On Friday (Sept. 23), India’s defence minister Manohar Parrikar and his French counterpart Jean Yves LeDrian signed a €7.8 billion (around Rs58,000 crore) deal for 36 Rafale fighters jets.

The twin-engine aircraft are made by Dassault, a 100-year-old aviation firm that also manufactures the Mirage 2000 fighters that are currently used by the Indian Air Force (IAF). The delivery of the first Rafale aircraft will begin in about 36 months and should be completed within 66 months from the date of the signing of the contract.

It has taken about 15 years for India to seal the Rafale deal. The process began in 2001 when the IAF issued a request for information to find vendors who could deliver 126 medium multirole combat aircraft (MMRCA). After a tender was issued in 2007, Dassault’s Rafale was shortlisted in 2012 and negotiations began. Last year, the tender for 126 jets was withdrawn just a few months after Indian prime minister Narendra Modi met with French president and began negotiations for a new deal to buy 36 “ready-to-fly” Rafale jets.

Packed with state-of-the-art armament, including the Meteor air-to-air missiles, Storm Shadow air-to-surface missiles, and Israeli helmet-mounted displays, the Rafale will add much-needed teeth to India’s ageing fleet of fighter aircraft. However, there are concerns over how much it will help IAF meet the critical need for new jets—and at what cost.

“The IAF’s fighter force, as of early 2016, is weaker than the numbers suggest. At nominally 36.5 squadrons, it is well short of its sanctioned strength, and many of its frontline aircraft are obsolete,” Ashley Tellis, senior associate at the Carnegie Endowment for International Peace, wrote in a report (pdf) earlier this year. “China and Pakistan field about 750 advanced air defense/multirole fighters against the IAF’s 450-odd equivalents.”

In all, over the next two decades, the IAF is likely to need some 300 new fighter aircraft. So the Rafale deal, although important, is just the beginning.

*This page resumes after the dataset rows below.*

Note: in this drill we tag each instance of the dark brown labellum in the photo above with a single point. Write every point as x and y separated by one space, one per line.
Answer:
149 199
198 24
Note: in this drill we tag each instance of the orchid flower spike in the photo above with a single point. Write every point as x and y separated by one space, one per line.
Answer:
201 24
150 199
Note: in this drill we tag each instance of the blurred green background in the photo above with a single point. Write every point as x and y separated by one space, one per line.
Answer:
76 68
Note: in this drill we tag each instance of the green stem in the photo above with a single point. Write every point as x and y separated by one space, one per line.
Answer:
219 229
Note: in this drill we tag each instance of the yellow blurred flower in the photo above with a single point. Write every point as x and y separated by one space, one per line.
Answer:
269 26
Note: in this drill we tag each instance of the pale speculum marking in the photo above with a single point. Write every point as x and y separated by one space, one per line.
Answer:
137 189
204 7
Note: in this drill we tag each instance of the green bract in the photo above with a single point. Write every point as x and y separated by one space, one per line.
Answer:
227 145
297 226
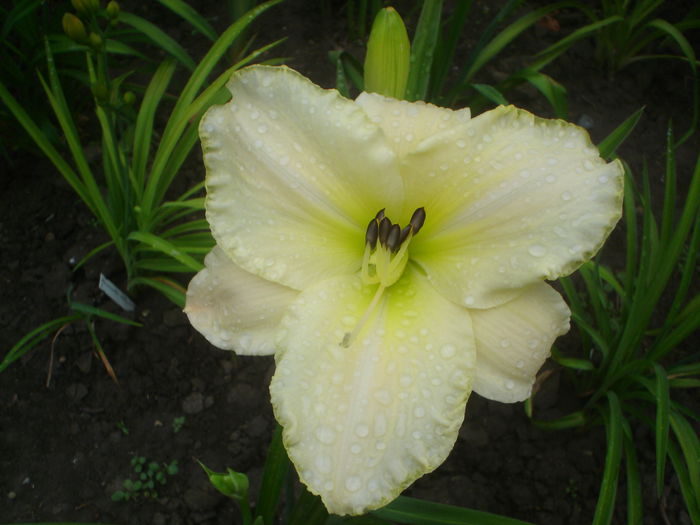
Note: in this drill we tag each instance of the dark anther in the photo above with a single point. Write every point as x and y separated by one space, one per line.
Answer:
393 240
384 227
417 220
404 233
372 233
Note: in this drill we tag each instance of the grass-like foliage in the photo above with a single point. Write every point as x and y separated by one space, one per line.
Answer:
127 190
154 235
434 54
636 354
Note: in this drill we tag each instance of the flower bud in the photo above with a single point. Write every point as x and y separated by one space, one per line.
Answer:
388 55
231 484
129 98
95 41
113 9
74 28
100 91
85 6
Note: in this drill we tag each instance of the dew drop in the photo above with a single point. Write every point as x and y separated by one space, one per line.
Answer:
536 250
361 430
448 351
353 483
325 435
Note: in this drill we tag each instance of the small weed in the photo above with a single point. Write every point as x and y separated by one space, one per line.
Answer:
178 423
122 426
148 476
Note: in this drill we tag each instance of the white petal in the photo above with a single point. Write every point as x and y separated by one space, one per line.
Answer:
294 174
361 423
407 124
510 199
514 339
234 309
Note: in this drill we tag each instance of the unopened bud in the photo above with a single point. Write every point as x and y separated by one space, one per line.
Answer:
95 41
74 28
388 55
113 9
231 484
100 91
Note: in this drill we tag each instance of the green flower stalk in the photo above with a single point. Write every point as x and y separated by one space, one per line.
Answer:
388 55
391 255
74 28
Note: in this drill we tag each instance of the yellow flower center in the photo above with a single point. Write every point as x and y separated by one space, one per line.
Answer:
385 258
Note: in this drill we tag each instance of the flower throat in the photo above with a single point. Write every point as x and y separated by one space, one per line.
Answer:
384 259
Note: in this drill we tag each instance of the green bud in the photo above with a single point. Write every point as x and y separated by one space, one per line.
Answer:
85 6
74 28
95 41
388 55
113 9
231 484
101 93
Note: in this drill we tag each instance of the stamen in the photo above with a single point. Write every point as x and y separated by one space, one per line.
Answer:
417 219
404 233
384 228
372 234
393 239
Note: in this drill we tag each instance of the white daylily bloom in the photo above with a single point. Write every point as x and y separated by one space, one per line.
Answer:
392 256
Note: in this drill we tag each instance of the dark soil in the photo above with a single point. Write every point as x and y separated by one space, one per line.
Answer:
68 433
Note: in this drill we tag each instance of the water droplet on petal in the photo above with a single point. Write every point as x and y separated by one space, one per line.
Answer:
448 351
325 435
536 250
353 483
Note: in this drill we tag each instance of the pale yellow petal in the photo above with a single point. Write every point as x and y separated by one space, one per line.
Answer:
234 309
510 199
514 339
407 124
363 422
294 174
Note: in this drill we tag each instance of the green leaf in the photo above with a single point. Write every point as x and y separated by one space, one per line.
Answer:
663 402
419 512
188 13
423 50
608 488
274 474
167 248
158 37
89 310
491 93
34 337
609 144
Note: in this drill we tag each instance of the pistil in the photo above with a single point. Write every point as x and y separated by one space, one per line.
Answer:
384 259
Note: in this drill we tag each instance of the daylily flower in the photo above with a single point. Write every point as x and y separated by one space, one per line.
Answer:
392 256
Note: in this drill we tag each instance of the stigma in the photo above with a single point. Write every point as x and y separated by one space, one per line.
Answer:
386 248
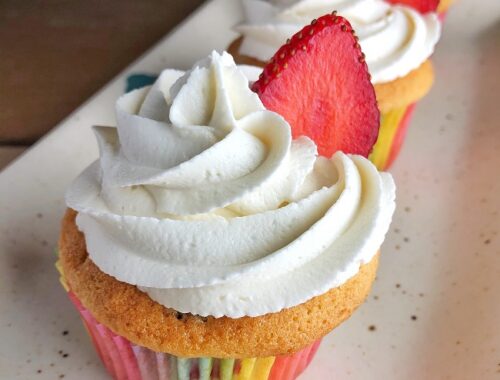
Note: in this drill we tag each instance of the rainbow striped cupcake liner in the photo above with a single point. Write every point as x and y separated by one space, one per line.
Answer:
127 361
392 132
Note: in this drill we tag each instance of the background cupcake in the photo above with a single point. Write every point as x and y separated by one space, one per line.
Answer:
397 42
200 204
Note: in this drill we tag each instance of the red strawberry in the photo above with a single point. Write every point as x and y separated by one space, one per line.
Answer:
423 6
319 83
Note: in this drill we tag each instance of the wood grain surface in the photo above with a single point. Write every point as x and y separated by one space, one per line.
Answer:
55 54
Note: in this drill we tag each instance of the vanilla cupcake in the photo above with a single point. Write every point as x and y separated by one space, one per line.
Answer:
206 243
397 42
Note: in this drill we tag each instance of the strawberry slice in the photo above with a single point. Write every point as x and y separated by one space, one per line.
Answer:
319 82
423 6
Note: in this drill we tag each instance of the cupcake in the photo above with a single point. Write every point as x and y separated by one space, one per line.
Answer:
208 243
397 42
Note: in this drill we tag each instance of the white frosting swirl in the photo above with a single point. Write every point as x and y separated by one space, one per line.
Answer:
395 39
201 199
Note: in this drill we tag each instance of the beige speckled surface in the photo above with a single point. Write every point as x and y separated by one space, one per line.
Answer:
434 309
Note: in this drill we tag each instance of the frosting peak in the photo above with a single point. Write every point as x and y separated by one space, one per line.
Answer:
395 39
201 199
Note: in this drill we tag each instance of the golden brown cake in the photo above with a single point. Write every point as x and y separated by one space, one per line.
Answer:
132 314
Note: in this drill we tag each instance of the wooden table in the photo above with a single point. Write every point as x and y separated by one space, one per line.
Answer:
55 54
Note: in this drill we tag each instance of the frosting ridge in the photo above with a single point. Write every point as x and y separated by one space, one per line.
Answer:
224 205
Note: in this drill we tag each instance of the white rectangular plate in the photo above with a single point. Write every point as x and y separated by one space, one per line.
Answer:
434 312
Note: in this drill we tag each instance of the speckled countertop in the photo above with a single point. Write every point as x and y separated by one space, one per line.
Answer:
434 311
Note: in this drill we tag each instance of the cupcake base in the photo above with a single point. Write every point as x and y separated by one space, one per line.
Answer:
127 361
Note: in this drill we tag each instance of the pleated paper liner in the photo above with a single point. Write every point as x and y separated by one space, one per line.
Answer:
393 127
127 361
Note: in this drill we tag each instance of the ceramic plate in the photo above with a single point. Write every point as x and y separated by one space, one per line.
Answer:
434 312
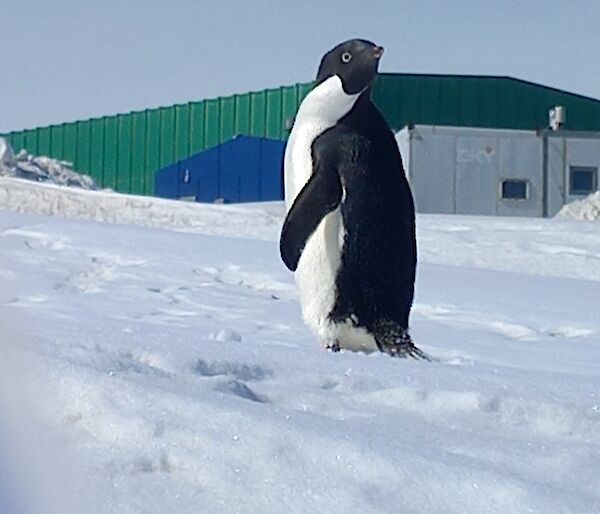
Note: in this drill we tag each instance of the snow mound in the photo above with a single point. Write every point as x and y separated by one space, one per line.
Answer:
587 209
41 169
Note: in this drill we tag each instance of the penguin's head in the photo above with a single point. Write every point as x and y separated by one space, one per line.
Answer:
355 62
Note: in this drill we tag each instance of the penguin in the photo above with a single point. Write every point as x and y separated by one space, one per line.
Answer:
349 230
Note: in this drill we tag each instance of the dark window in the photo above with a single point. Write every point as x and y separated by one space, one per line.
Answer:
515 189
583 179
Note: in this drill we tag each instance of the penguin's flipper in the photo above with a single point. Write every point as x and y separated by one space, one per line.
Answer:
321 195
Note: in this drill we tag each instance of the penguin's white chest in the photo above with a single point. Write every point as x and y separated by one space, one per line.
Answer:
320 260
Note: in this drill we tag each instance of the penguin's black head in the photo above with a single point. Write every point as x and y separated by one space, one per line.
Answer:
354 61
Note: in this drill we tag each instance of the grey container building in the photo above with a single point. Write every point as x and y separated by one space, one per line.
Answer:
458 170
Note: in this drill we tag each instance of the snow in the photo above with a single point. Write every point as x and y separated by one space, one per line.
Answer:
40 169
169 370
587 209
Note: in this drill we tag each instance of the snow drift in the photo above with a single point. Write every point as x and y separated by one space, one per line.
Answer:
587 209
40 169
180 377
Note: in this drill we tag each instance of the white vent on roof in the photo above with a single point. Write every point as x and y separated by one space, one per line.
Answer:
558 116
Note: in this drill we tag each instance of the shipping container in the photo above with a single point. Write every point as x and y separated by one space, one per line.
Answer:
458 170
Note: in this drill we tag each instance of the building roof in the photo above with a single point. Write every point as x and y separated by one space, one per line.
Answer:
124 151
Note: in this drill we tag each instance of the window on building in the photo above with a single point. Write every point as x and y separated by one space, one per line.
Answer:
515 189
583 179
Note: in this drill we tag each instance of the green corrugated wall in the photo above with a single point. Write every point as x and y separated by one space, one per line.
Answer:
123 152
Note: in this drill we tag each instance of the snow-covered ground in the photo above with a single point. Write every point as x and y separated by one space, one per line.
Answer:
145 370
40 169
587 208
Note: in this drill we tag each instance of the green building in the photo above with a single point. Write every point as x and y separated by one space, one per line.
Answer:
124 151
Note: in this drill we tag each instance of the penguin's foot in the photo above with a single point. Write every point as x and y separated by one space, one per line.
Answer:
402 346
405 350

Then, there’s the question of price. Defence analyst Ajai Shukla, writing in the Business Standard newspaper, explained:

With India, Dassault had already established a benchmark in the MMRCA acquisition, where it had quoted a price for 18 fully-built Rafales, just like the 36 fighters that India is now buying.

Speaking to Doordarshan on April 13, 2015, Parrikar had revealed Rafale’s bid for 126 fighters, stating: “When you talk of 126 (Rafale) aircraft, it becomes a purchase of about Rs90,000 crore”—Rs715 crore per fighter after adding all costs.

Now Parrikar would be buying 36 Rafale fighters for €7.8 billion (over Rs58,000 crore), which is over Rs1,600 crore per aircraft—more than double the earlier price.

Even considering other contractual elements that may not have been present in the earlier deal, Shukla estimates that the price for each Rafale jet would still not be less than Rs1,000 crore. “For that, the IAF can buy two-and-a-half Sukhoi-30 MKI fighters—a heavy fighter as capable as the Rafale,” he added.

That’s a calculation that India’s defence minister will have to justify. But as tensions rise with Pakistan over the Kashmir issue, the euphoria over the Rafale deal will sure make the Modi government look good for now.